There’s another side effect, though, that I’ve noticed that isn’t just detrimental to your personal progress, but also damaging to your tender (and newly vulnerable) heart and soul: the tendency to pick over past actions, failures and mistakes and berate yourself over how you could have done better.
“Finish each day and be done with it. You have done what you could. Some blunders and absurdities no doubt crept in; forget them as soon as you can. Tomorrow is a new day. You shall begin it serenely and with too high a spirit to be encumbered with your old nonsense.”
–Ralph Waldo Emerson
We look at a younger version of ourselves and can’t believe we were that ignorant.
We worry about all the people we impacted negatively during those years – our children, our spouses, our friends, our neighbors. We dwell on how we could have done a better job at being a mother or father. We focus on how we could have been more loving and accepting and aware of the pain someone was going through and how we should have been more help.
We obsess over how much of our life we wasted by sleep-walking through it.
I get it. I know that when we finally wise up and see different and better ways of living, the numerous ways we could have lived better, made smarter decisions or treated others more kindly will crop up.
For me personally, just the knowledge I’ve gained on how food affects our bodies has me cringing when I think of the meals I used to put on the table as a parent to small children. But of course the meals are small potatoes compared to some of the mistakes I made as a mom.
I’ve tormented myself over how I could have done better. I can’t tell you the number of times I have wished that all of these beautiful coaching skills (and the wisdom) I have acquired in the last decade were a part of my toolbox twenty years ago when my girls were little.
But let’s be honest here, shall we, darling? Those mistakes we all made in the past? That’s precisely how we gained some of the wisdom we have now.
I come from a professional background in Quality Assurance, so my natural go-to with failures and mistakes is to evaluate for lessons learned and corrective measures to take. While this is a good practice in awareness ( especially lessons learned) we can’t go back years and apply the corrective measures.
Because wisdom and awareness don’t form a time machine that allows us to undo stuff. Instead, they become vehicles for growth and change.
The deeper truth is that when you begin going down the road of beating yourself up and focusing on the mistakes and failures of the past, it’s easy to get lost there. We can become so lost in all the things we did wrong that we lose sight of the fact that we did a hell of a lot of good and right things, too.
To lose ourselves in that past doesn’t honor our journey – and it does nothing for allowing those lessons to grow into wisdom and inspiration to move forward. It keeps us stuck and stagnated.
It sets us up for going back to old ways of living that we chose to leave behind us.
The best way I know to deal with our own past is to make peace with it. To understand that while we acted out of ignorance or exhaustion or frustration, the actions weren’t done from a desire to hurt someone we love nor were the actions malicious.
We were doing the best we could with the tools we had at the time.

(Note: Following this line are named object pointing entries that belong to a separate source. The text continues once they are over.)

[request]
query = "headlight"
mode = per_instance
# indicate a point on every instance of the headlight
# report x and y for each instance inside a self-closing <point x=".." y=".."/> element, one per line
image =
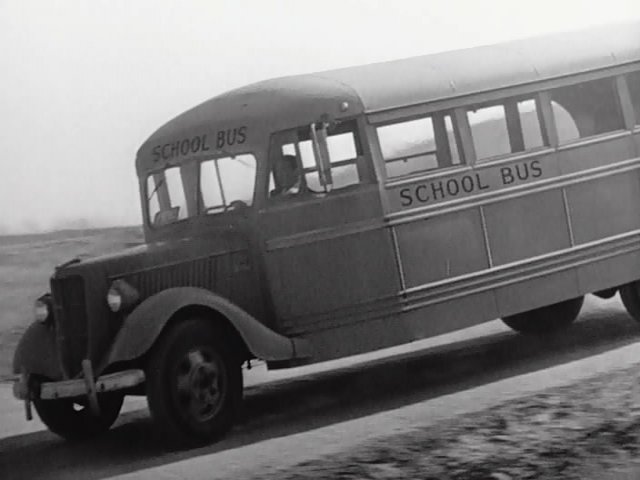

Though I’ve used this mantra to help some of the healing of those childhood wounds, including forgiving my mother, that grace has to extend to myself: I did the best I could with the tools I had at the time.
The biggest gift you can give your past is to allow yourself to honor all the pieces of your journey. Yes, examine the past for lessons learned, but don’t wallow in it. Yes, look back upon the person you were a decade or two ago, but also celebrate how you’ve grown and shifted.
Life gives us many lessons over the journey. Offer yourself grace and celebrate how far you’ve come.
The fact that you are berating yourself for things you did (or didn’t do) in the past is actually a good sign: it means you know how to give and receive love. If you didn’t, you wouldn’t be able to feel like you didn’t do a good job. After all, we don’t think less of babies for being born without the ability to walk. We embrace the fact that they will learn first to crawl, then to stand, and then to take their first steps into the world.
A part of creating a life that feels loving, nourishing and supportive is the choice to leave the past – especially our mistakes – behind us.